One of our great fears is not measuring up to our own or other peoples expectations. We don’t want to “look dumb,” especially in front of people we are trying hard to impress. Our egos are fed on the praise of others. The problem is that none of us are perfect. We will inevitably make mistakes. We will fail at times when we most want to look good. Failure is one of the ways that God keeps us humble. Our readiness to admit that we may have made a mistake keeps us human.

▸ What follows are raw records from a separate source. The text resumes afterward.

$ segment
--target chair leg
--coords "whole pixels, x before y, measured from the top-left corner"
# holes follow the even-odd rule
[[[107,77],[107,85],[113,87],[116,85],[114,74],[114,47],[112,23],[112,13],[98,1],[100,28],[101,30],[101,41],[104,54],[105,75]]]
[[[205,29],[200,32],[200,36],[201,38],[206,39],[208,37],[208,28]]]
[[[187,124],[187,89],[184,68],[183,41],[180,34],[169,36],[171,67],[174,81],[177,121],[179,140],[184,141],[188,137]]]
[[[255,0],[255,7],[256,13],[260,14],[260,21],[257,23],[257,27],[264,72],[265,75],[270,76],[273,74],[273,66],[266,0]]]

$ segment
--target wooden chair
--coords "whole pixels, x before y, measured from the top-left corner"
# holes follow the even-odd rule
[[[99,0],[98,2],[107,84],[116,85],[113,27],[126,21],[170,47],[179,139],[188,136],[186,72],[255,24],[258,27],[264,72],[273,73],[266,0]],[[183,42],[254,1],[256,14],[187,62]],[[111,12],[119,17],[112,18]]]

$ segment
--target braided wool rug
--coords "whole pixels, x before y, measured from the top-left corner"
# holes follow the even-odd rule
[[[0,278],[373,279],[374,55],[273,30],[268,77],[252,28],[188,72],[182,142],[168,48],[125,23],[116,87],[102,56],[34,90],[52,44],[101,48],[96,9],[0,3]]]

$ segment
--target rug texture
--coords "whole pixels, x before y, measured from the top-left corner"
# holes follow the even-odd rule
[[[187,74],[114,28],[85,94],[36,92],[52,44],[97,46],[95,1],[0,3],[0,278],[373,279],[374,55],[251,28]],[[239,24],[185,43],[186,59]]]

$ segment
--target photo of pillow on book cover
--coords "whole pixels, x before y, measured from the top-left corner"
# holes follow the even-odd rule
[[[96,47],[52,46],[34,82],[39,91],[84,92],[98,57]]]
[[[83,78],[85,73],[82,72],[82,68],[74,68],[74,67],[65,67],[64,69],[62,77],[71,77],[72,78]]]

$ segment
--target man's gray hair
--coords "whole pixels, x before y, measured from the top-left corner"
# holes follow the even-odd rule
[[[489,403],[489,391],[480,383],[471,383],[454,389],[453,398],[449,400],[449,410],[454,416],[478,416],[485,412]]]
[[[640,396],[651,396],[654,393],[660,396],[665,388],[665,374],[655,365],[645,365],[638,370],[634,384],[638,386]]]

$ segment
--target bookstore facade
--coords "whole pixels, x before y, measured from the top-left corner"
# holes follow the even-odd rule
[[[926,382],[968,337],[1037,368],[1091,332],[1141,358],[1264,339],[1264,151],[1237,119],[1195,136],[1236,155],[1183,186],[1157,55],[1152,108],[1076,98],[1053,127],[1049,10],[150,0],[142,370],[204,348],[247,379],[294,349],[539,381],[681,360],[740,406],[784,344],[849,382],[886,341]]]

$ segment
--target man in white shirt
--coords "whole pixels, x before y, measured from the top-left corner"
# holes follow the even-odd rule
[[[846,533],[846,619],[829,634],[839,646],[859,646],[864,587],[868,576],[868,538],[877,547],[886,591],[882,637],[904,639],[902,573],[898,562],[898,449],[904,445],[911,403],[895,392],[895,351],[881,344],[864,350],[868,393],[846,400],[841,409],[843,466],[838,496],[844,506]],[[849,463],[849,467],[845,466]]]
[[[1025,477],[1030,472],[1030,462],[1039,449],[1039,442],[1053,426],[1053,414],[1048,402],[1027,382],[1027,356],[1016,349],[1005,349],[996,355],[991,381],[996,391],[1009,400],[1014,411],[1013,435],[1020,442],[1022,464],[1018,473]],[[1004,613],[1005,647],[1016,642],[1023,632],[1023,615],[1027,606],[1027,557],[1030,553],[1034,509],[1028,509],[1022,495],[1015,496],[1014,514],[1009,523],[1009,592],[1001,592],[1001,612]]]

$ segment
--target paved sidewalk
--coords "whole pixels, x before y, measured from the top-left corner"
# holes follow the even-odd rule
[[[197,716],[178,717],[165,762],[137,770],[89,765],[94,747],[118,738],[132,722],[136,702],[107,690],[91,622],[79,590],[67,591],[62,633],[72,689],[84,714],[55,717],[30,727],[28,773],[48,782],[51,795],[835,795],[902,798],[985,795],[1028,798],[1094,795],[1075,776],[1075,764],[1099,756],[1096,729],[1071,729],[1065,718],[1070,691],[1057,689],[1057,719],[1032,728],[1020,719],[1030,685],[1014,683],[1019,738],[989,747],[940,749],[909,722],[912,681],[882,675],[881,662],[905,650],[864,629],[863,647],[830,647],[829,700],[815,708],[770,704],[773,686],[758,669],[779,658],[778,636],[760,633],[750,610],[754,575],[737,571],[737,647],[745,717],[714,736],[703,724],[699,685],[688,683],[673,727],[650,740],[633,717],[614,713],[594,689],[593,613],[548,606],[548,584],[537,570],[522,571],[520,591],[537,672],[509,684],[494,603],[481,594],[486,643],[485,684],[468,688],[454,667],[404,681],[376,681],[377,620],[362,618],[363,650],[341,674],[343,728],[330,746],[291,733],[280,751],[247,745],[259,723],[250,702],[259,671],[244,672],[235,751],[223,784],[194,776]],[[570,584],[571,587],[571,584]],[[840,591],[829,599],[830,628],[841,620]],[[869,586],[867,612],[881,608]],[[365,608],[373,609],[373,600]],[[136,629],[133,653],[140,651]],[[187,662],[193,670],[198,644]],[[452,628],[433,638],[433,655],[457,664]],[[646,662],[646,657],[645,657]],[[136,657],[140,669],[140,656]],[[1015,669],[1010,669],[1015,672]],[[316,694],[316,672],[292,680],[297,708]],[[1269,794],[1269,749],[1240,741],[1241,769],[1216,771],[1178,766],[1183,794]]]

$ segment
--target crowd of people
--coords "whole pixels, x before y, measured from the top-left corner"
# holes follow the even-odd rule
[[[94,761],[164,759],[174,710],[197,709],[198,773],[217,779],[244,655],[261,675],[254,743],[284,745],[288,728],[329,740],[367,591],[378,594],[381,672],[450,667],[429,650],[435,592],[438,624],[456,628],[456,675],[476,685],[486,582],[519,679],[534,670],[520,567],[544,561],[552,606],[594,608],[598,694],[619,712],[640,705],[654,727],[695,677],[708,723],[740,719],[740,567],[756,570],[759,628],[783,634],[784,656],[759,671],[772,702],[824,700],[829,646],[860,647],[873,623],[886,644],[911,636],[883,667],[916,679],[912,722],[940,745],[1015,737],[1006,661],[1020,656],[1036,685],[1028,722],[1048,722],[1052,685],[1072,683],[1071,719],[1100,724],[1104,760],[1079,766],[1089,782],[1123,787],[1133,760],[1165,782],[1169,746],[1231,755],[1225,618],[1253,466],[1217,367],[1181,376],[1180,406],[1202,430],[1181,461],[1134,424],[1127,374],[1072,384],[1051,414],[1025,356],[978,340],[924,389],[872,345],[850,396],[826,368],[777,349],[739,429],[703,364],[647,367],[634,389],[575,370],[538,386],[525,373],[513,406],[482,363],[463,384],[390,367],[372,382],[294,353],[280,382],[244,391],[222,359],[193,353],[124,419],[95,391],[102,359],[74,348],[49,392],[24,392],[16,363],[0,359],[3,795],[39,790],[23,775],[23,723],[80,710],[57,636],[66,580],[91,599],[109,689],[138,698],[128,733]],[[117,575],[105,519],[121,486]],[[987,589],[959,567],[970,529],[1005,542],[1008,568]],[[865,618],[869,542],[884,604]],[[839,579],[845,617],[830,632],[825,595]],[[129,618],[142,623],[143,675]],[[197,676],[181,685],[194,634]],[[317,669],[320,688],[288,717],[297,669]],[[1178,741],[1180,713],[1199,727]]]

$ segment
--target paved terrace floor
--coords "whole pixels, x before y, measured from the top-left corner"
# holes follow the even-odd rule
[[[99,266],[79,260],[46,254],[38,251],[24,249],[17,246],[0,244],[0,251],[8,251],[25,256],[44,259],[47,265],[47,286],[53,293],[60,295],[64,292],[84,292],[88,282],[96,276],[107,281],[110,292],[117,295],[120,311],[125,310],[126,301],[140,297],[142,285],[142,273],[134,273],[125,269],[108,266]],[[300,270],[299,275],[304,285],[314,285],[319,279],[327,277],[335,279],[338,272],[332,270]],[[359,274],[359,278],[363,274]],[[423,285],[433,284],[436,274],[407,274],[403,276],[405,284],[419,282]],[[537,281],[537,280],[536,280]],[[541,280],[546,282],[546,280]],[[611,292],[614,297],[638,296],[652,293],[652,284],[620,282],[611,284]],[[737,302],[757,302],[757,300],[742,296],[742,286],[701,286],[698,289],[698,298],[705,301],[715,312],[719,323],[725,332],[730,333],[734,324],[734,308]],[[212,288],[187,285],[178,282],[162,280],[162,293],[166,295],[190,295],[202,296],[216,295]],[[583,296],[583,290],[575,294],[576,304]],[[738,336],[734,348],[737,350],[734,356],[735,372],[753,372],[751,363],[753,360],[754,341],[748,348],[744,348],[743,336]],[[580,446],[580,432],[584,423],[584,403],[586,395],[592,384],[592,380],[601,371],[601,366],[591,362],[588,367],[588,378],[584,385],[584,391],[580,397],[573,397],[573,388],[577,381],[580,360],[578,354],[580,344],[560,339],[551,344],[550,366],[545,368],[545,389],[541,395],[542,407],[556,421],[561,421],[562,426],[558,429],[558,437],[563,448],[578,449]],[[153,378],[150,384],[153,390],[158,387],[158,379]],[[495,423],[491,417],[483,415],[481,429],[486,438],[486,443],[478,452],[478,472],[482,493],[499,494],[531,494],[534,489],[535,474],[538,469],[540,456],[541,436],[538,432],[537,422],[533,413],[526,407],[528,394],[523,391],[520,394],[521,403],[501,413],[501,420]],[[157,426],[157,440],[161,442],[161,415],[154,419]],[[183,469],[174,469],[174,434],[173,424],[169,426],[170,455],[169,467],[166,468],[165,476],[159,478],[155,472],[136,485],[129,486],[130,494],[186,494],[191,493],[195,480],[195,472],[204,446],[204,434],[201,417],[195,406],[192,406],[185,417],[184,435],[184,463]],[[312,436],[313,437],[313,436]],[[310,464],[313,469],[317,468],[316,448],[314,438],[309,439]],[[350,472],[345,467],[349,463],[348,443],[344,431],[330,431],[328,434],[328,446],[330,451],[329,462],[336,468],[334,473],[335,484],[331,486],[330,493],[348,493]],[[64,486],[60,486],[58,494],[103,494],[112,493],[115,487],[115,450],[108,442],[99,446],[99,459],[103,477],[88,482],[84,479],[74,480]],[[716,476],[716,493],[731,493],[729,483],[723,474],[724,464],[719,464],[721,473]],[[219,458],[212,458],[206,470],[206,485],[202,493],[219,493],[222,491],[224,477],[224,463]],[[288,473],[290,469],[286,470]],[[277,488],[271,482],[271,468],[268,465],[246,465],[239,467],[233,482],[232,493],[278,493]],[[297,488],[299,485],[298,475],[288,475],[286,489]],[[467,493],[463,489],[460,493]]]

Pride can be healthy or unhealthy. There is the healthy pride one takes in a labor of love, completing a degree after facing tremendous obstacles, or nurturing children into people of compassion. We experience healthy pride completing a job which has brought joy to others. Unhealthy pride is the opposite. The Bible says of that pride, “Pride goes before destruction, a haughty spirit before a fall.” (Proverbs 16:18) The pride the scripture writer is speaking of, is the kind of pride which becomes destructive. It’s not the healthy pride of a job done well, rather it becomes a negative force in our lives. Unhealthy pride keeps us from seeing another person’s point of view. It prevents us from caring about what other people value. Unhealthy pride separates us from one another. It separates us from God.

Pride can keep us from relating to a family member or old friend. Pride can interfere at work, school or church. Pride can make a stand, where stands do not need to be made. Stubborn pride even refuses efforts made to reach out to us. It can build a wall declaring judgement on whole segments of the population. A child, a brother, a sister, a co-worker may well feel the full sting of our prideful wrath. Pride can keep us from admitting to anyone, even ourselves – that we may have made a mistake. Pride slinks into our spirits, often leaving us feeling defensive and not quite at peace in our hearts.

The good news is that the sin of pride is not terminal. Confession, really is good for the soul. “If we confess our sins, God is faithful and just and will forgive us our sins and purify us from all unrighteousness.” (I John 1:9) Jesus said, “All who exalt themselves will be humbled and all who humble themselves will be exalted. (Matthew 23:12) A little humility goes a long way in restoring our relationships with God and with each other.

Is there someone in your life that needs to hear from you a word of reconciliation? Today is a good day to restore a relationship, mend a friendship, swallow some pride, and allow God’s grace to work in and through you.